Fitch Ratings has downgraded Portugal Telecom's logn term debt rating to 'BBB ' from 'BBB', and set a negative outlook.
The downgrade takes into account a change in Fitch's expectations for associate dividends at PT, principally from Oi in Brazil, which is currently in the midst of a turn-around, as well as the extended time taken to repatriate dividends from Unitel, PT's 25%-owned mobile associate in Angola. While performance at the latter remains strong, approval from the central bank to repatriate dividends from 2010 and 2011, is in Fitch's view, proving increasingly difficult to gauge. It seems likely that receipts, which form a key part of Fitch's assessment of PT's leverage, will miss previous assumptions for 2013.
PT's own dividend cut (reducing the commitment for the next two years to EUR0.10 per share from EUR0.325), provides some offset, and signals management's deference to bondholder interests. However, in Fitch's view it will be insufficient to stop the company's leverage (measured as net debt to EBITDA (both excluding Brazil) plus associate dividends) trending above 3.0x; a level the agency has previously stated as a key downgrade sensitivity. PT continues to manage its domestic business effectively. However, Fitch expects domestic EBITDA to decline by mid-to-high single digits in 2013 given the correlated effects of the economy. Liquidity is strong, with the EUR1.0bn seven-year Eurobond issued in April proving good market access, and ensuring the company is pre-financed through 2016.
Associate Dividends Underperform
PT owns 25.3% of Brazilian integrated telecom operator Oi; a business that PT proportionately consolidates, while Fitch treats the business as an associate and includes the dividend stemming from PT's 15.5% direct interest in its leverage calculation.
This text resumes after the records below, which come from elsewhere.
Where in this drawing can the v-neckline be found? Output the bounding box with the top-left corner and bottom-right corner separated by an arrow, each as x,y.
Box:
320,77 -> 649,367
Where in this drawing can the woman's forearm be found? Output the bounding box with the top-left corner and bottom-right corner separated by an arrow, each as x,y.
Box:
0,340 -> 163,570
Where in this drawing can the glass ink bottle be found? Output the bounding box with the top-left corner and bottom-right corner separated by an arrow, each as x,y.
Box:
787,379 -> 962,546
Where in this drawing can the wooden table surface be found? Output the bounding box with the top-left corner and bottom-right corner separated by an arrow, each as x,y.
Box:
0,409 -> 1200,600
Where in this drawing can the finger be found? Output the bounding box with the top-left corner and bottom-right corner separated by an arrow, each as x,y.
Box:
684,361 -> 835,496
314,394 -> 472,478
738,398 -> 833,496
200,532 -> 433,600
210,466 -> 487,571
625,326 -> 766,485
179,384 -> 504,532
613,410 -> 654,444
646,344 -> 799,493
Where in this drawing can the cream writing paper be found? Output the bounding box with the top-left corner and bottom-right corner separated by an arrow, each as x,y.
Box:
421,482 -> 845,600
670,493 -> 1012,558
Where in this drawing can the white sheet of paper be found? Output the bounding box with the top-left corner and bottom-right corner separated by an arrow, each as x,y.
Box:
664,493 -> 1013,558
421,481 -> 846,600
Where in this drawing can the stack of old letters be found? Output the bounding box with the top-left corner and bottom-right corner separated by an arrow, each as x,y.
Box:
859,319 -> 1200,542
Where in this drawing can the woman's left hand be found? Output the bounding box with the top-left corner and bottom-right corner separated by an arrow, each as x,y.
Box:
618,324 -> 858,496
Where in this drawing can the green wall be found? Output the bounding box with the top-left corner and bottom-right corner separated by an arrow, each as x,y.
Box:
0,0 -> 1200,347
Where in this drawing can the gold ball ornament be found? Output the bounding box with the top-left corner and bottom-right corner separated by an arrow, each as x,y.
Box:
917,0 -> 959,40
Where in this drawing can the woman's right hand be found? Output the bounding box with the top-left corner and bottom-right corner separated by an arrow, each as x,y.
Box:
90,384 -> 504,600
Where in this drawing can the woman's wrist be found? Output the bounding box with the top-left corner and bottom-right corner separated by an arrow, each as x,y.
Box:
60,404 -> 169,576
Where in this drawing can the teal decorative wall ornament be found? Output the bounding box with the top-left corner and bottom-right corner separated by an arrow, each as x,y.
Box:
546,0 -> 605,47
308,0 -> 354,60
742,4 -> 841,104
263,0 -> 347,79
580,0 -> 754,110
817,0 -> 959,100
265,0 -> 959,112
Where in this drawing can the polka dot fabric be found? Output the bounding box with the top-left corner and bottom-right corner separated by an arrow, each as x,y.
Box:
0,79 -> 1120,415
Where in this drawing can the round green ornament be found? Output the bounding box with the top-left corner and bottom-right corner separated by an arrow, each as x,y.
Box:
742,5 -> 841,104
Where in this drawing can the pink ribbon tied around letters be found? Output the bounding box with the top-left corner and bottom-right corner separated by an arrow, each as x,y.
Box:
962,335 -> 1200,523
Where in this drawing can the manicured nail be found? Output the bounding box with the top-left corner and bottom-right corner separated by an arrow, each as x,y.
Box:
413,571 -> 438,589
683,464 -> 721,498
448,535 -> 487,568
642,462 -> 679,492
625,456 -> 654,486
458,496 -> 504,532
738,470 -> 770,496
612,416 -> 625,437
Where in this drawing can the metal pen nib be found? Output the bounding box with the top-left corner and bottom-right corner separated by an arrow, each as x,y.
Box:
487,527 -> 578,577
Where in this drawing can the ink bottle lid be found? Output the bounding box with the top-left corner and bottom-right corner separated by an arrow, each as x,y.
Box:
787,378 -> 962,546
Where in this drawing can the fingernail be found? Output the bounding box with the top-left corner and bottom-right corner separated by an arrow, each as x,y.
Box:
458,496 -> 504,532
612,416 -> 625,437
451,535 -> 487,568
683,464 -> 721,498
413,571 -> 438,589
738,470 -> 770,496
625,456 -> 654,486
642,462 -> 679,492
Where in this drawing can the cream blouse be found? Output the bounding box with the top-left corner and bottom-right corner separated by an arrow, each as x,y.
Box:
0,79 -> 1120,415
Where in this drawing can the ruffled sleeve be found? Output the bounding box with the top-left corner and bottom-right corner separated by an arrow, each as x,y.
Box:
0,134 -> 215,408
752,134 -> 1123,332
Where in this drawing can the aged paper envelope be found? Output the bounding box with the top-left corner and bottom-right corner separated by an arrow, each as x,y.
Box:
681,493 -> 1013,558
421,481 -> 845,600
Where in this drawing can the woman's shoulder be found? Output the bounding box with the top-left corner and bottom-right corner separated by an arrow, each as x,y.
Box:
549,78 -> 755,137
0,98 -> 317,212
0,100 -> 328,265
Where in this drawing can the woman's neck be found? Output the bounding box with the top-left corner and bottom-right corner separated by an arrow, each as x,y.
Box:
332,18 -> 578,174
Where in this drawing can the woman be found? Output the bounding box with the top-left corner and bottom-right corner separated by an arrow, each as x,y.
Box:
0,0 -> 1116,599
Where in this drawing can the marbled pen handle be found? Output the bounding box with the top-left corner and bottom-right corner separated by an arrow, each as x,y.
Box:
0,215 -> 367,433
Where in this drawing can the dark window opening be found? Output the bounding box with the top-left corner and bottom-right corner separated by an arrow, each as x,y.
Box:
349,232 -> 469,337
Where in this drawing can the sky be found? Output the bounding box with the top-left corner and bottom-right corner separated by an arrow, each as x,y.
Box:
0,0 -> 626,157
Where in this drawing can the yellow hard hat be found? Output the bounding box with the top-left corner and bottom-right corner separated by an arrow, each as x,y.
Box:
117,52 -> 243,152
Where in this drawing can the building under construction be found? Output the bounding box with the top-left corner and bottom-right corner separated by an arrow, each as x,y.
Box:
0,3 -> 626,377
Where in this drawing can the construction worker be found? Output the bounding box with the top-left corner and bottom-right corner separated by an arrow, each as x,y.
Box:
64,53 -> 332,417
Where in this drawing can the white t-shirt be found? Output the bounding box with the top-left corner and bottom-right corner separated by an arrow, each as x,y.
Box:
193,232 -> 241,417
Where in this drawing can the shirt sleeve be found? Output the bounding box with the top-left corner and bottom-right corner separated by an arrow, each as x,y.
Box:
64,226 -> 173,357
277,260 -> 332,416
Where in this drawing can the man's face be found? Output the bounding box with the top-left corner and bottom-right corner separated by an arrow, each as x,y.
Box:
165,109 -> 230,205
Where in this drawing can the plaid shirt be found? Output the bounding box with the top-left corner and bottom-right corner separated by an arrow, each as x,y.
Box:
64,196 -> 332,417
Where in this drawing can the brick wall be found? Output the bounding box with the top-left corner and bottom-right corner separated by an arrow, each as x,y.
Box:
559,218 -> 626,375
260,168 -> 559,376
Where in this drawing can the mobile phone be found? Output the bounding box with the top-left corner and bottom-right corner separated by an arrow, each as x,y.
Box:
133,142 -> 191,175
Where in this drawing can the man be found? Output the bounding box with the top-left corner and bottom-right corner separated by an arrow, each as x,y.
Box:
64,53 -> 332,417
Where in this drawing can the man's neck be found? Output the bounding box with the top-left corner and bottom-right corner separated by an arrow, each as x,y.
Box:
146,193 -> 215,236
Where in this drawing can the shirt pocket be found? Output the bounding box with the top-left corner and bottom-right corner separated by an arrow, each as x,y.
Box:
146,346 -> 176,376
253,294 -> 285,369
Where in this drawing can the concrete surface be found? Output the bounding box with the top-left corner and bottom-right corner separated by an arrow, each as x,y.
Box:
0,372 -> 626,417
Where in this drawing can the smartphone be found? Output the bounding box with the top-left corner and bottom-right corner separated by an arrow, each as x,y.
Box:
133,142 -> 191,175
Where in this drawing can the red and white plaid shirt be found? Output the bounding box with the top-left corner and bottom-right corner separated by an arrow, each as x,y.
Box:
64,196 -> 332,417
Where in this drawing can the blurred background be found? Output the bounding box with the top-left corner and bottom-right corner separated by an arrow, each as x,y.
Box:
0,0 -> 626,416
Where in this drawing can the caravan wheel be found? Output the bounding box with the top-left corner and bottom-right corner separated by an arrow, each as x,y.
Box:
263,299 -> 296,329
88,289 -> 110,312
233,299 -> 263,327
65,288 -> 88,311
Oi has cut its BRL2.0bn commitment to BRL500m having breached its self-imposed 3.0x leverage target; Both Oi and Unitel receipts are important in the leverage denominator. The latter are exposed to central bank capital controls and the timing of payments increasingly difficult to judge (inclusion of these values in the leverage denominator has a disproportionate effect on the metric notwithstanding the cash flow benefits of PT's own dividend cut).
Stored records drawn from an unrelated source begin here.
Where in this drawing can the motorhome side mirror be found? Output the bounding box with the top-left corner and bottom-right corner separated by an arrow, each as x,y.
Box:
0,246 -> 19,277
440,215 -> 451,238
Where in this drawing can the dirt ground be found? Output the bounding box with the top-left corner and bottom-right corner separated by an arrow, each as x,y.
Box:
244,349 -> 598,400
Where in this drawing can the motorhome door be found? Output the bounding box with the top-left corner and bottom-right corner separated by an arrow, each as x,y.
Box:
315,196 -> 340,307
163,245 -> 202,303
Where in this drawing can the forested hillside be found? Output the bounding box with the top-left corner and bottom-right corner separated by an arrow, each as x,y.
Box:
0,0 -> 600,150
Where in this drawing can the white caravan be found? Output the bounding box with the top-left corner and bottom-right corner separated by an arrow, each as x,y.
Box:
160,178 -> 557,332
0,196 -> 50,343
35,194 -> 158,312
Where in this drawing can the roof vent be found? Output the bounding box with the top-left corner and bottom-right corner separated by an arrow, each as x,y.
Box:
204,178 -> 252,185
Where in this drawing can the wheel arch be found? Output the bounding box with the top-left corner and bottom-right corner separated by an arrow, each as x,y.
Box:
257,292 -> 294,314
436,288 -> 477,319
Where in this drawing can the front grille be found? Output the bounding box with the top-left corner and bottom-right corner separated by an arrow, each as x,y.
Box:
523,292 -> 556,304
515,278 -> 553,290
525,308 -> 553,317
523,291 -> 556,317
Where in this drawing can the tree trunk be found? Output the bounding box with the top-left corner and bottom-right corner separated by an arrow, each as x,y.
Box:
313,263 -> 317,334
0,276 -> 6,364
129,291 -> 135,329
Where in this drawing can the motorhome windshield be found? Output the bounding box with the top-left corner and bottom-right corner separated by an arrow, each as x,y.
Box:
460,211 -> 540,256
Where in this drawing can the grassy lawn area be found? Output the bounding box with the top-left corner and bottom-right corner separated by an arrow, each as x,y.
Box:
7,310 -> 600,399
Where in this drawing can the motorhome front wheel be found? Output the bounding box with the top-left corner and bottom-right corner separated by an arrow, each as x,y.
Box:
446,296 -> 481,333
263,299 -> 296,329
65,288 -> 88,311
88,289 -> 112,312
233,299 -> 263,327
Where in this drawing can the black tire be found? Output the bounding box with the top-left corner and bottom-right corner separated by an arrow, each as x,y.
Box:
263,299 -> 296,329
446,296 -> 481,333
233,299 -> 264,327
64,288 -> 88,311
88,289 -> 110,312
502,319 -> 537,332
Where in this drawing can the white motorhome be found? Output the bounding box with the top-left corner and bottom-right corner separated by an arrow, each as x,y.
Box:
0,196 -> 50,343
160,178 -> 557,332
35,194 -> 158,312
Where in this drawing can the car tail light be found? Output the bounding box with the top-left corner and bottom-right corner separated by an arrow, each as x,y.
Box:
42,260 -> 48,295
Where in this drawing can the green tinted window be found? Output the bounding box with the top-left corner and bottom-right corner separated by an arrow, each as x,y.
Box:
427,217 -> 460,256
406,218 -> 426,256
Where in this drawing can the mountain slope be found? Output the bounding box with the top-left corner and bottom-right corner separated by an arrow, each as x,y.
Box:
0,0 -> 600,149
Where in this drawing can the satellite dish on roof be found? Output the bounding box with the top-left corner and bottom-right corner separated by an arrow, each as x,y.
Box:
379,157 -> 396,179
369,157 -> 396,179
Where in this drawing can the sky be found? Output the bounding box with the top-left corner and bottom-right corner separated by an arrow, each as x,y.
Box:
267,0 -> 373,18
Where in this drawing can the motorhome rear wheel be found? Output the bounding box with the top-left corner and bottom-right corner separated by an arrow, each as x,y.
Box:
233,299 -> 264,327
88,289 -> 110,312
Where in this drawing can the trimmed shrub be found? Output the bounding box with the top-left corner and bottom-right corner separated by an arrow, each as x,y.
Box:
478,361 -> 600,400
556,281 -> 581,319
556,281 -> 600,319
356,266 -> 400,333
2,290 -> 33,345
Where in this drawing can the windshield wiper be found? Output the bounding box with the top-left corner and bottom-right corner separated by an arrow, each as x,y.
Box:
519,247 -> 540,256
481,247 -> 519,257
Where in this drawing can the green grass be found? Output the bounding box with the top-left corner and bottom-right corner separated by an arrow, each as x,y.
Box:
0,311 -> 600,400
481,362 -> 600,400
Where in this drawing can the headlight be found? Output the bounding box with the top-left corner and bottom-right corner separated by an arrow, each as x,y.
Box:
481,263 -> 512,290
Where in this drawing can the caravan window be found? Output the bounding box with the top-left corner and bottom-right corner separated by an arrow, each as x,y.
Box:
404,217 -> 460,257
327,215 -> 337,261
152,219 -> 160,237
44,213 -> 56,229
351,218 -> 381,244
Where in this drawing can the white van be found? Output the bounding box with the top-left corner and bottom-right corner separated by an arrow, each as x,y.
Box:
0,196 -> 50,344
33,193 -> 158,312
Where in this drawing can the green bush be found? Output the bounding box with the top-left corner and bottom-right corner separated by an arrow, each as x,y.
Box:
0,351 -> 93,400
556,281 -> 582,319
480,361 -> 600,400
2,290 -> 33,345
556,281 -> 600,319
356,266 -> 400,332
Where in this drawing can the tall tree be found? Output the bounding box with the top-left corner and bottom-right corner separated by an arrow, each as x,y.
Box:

Domestic Business Pressures
Against the backdrop of a difficult domestic economy and ongoing sovereign pressures, PT's domestic business is regarded as well managed and performs well at the operating level. That said, its domestic revenues and EBITDA remain under pressure, with Fitch's current rating case assuming a high single digit EBITDA decline in 2013 and continued erosion into 2014. The combination of lowered expectations for associate dividends, the more volatile nature of these payments, and domestic market pressures underscore the Negative Outlook.
Medium-Term Investment Grade Fundamentals
An early and widespread investment in fibre has strongly positioned PT's fixed-line business. Uniquely among its peer group, PT is improving its residential fixed revenues and has overtaken the country's main cable operator to become the largest provider of triple-play services. H113 operating results suggest the company's quad-play offer is proving successful, as evidence by strong mobile subscriber additions, both at the retail and enterprise levels. Strong operating fundamentals underline Fitch's view that current sovereign and leverage pressures aside, PT maintains good qualitative characteristics and the potential to sustain an investment grade rating.
Sovereign Pressure, Sound Liquidity
Portugal's sovereign rating (BB+/Negative) implies a level of ongoing economic pressure and protracted austerity driven weakness. In this environment, Fitch considers that prospects for private consumption and highly correlated telecoms expenditure, are unlikely to improve materially over the next two years, although the pace of decline could slow. Sovereign driven corporate funding conditions are likewise likely to undergo sporadic instability, despite European policy-makers' actions to reduce this volatility over the past 12 months. However, PT has solid liquidity, including EUR2.6bn of domestic cash and a further EUR857m of undrawn committed facilities at H113. Debt markets remain accessible to the company with maturities, in Fitch's view, pre-financed through 2016.